A United Nations report has identified the world’s rapidly growing herds of cattle as the greatest threat to the climate, forests and wildlife. And they are blamed for a host of other environmental crimes, from acid rain to the introduction of alien species, from producing deserts to creating dead zones in the oceans, from poisoning rivers and drinking water to destroying coral reefs.
The new UN FAO report ‘Livestock’s Long Shadow’ suggests that livestock production alone accounts for 18% of the world’s greenhouse gas emissions. The burning of fossil fuels to produce N fertiliser (a fuel-intensive process), energy used in the farming and transport of livestock and meat, and clearing of vegetation for ranching/grazing accounts for 9% of the world’s carbon emissions. In addition, ruminant digestion also accounts for a third of methane emissions, a much more powerful greenhouse gas. These emissions from livestock are larger than the global emissions from transport, and the UN predicts that the rising demand for meat will more than double the global impacts of livestock by 2050.
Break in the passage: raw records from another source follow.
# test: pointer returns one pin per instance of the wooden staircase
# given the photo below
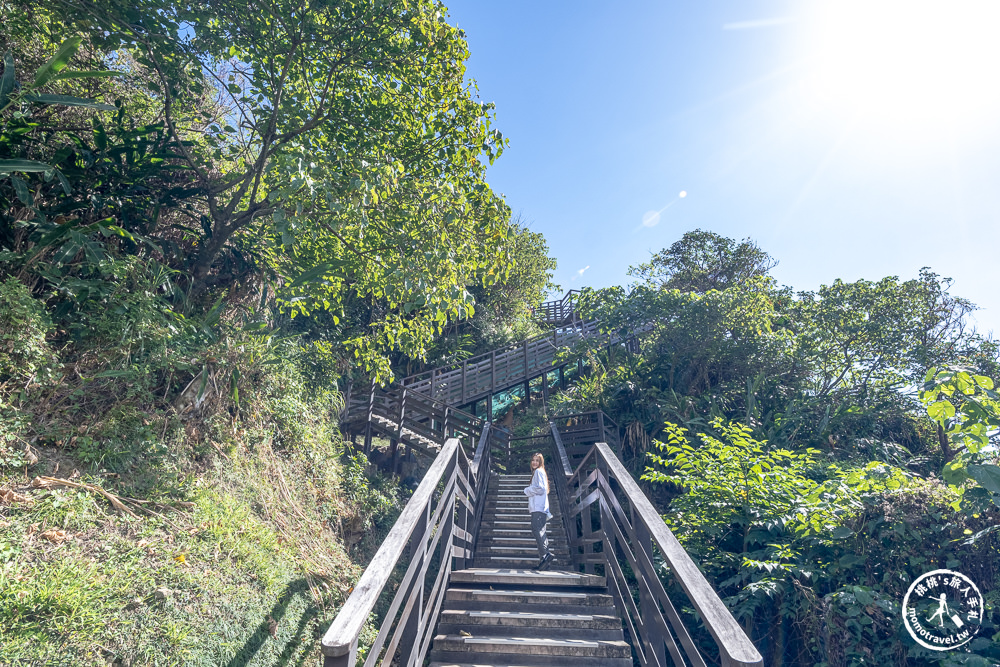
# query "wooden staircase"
(501, 612)
(465, 594)
(505, 538)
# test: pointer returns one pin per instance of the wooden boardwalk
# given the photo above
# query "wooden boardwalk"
(463, 594)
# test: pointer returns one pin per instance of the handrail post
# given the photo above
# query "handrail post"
(402, 413)
(348, 659)
(417, 551)
(465, 371)
(368, 421)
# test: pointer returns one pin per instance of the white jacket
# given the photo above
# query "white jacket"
(538, 494)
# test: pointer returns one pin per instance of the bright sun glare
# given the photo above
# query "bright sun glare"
(907, 61)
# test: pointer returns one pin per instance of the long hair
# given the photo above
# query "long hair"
(541, 466)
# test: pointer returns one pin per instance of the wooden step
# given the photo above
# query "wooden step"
(526, 578)
(456, 646)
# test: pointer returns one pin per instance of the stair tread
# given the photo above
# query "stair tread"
(534, 641)
(528, 577)
(527, 615)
A Soil Association spokesman said:
“This UN prediction supports the conclusion that we must reduce our meat consumption. However, a total conversion to vegetarianism is unlikely to be the answer. Pastures and mixed farming are very important for wildlife and the maintenance of a large soil bank. Although deforestation for ranching must be stopped, the ploughing up of grassland for arable production would release considerable amounts of soil carbon. A negative impact of arable production (and of white meat, which depends on cereal crops, unlike red meat, which depends on grass) is almost certainly not accounted for in this analysis. The Soil Association is advising less but better quality meat. The expansion of organic production, being free-range, more extensive, and of higher animal welfare, supports this necessary change in modern diets.”